SLI, which listed last April, reported revenue of $10.6 million for the six months ending December 31. Its costs for the period were $13.3 million.
The company say its key metric is annualised recurring revenue, the committed revenue it has from its customers at a point in time.
At 31 December SLI had $21.6 million of committed revenue from its customers for the next year. This was up 26 per cent from the same time in 2012.
SLI said it was difficult to compare the company's core financials to a previous period because there was no comparative entity prior to listing to line these up against.
Almost 60 per cent of SLI's ARR is from North America, 17 per cent was from the United Kingdom, 12 per cent from Australia and 8 per cent from Brazil. Only 3 per cent of the ARR is from local customers.
Its ARR had grown by 95 per cent in Brazil in the year to December 31.

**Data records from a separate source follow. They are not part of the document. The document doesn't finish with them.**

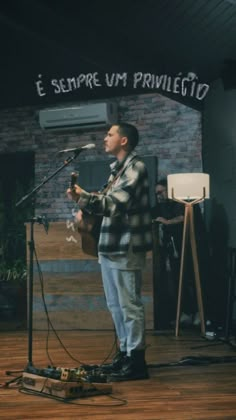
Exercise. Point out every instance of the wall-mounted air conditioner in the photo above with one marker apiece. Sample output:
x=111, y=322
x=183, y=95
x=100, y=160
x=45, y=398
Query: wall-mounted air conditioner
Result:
x=76, y=117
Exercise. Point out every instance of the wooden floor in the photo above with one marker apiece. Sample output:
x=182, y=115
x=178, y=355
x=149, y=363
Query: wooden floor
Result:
x=177, y=389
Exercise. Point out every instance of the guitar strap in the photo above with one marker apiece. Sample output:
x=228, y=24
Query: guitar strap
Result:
x=108, y=186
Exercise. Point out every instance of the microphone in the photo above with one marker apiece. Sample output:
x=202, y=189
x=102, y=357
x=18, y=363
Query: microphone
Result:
x=78, y=149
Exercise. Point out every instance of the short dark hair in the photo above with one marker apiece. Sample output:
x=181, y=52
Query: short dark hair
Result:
x=163, y=182
x=129, y=131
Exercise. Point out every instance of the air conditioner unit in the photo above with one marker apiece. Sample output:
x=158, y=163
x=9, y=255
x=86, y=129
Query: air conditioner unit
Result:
x=75, y=117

"There's less competition so there's an opportunity for us to get in there and dominate, so that's very much what we're trying to do and what we'd like to replicate in Japan as well...if we go into somewhere like Europe where there are established competitors it's more trench warfare," said chief executive Shaun Ryan.
Earlier this year SLI opened an office in Japan, which Ryan says is the world's second largest e-commerce market.
The company expects to have $25.9 million of ARR at the end of June this year, which is what it forecasted in its prospectus prior to floating.